In Italy, where Chinese tourists have reportedly been spat on in hot spots like Venice even before the outbreak in Europe, South Korean students are reporting racial discrimination and a general environment of intolerance, according to South Korean newspaper JoongAng Ilbo.
Lee Hee-sol, 22, a South Korean student who returned home from Rome, said she decided to leave after Italy's COVID-19 cases topped 1,000. By Thursday, Italy was reporting more than 12,400 cases.
The pandemic began in China, but recently the Chinese government has been pointing fingers at other sources, while urging other nations to stop referring to the disease as the "China virus."

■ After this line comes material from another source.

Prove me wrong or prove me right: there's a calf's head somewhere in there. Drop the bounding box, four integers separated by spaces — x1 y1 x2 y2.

Meanwhile in countries with predominantly non-Asian populations, angry locals have been targeting Asians of all nationalities.
Last week, Jiye Seong-Yu, an ethnic Korean woman in the Netherlands, was almost punched while riding a bicycle. Her assailants, two men, had yelled out, "Chinese," according to Buzzfeed.
On Thursday, other South Korean students, including some who have elected to remain in Italy, said anti-Asian racism in the European country is worsening.
South Koreans and South Korean authorities have also stood by a policy of wearing face masks in public. Health authorities in other countries, including Italy, may be holding back from fully recommending the use of masks in public. The policy could be making South Koreans in Italy uneasy, according to the JoongAng.
In February, an ethnic Chinese man in northern Italy was attacked while refueling at a gas station not far from Venice, according to Il Messagero in February.
An assailant at a bar smashed a glass bottle in his face after the man, described as an Italian of Chinese descent, had asked the cashier to break down a bigger bill. Nobody defended the victim during or after the attack, according to the report.